Citizens are speaking up all over the state, and bringing their concerns to their local government. They expect their elected officials to listen, heed their words, and send it up the ladder to the Governor.
Nearly everyone has voiced opposition to the expected influx of people, though there were a few exceptions. At today’s Bonner County meeting, there was a notable comment that most took to believe they were being compared to Nazi Germany, if they opposed the refugees.
However, it was an overwhelming majority that spoke out against the resettlement program, at every meeting so far, citing costs, services, and the fear of Sharia Law, as well as many other reasons. Several, today, had personal and family experiences to share. Chairman Cary Kelly, to his credit, gave every person their chance to speak, not censoring content, opinion. or time.

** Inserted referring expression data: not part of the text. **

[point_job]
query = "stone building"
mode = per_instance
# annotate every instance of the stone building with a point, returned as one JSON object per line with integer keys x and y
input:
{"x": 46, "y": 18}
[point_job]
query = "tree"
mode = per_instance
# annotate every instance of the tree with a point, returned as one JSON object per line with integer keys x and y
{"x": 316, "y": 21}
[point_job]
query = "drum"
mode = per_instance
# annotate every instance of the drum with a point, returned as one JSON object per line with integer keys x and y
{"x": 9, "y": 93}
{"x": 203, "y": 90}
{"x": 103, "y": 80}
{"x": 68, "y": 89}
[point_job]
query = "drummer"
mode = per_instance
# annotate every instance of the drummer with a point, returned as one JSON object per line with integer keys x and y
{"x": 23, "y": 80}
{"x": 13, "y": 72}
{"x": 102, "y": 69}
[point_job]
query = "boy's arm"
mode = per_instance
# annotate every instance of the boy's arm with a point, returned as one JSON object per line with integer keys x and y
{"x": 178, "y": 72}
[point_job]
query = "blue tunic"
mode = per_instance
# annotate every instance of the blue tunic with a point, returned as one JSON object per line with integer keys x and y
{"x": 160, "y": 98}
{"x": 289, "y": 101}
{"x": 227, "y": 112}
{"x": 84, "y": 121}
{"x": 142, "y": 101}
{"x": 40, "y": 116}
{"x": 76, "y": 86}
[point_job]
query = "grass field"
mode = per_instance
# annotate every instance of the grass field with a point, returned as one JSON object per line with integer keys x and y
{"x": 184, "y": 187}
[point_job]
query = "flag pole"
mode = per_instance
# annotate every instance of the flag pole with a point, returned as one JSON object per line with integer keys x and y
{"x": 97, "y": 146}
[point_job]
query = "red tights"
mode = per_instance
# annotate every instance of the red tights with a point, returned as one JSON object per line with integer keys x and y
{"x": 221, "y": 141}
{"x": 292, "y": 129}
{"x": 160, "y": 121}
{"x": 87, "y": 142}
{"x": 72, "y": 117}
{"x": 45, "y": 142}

Bonner County Sheriff Daryl Wheeler read into the record the letter he wrote on Nov 17, 2015 to Gov. Butch Otter. This was received with a standing ovation by the crowd.
The 3 commissioners in Bonner County are Todd Sudick, Glen Bailey and Cary Kelly. Collectively, they share decades of time in military service and much of that time in the Middle East. It is not surprising that they passed the resolution opposing the refugees. What is surprising, according to many people attending, is that the resolution came off as “soft” as it did. They were hoping for something more strongly worded. This, however, did not diminish their enthusiasm at the issue being addressed.
One can only hope that this momentum builds down the state, and every county continues to speak up for the citizens.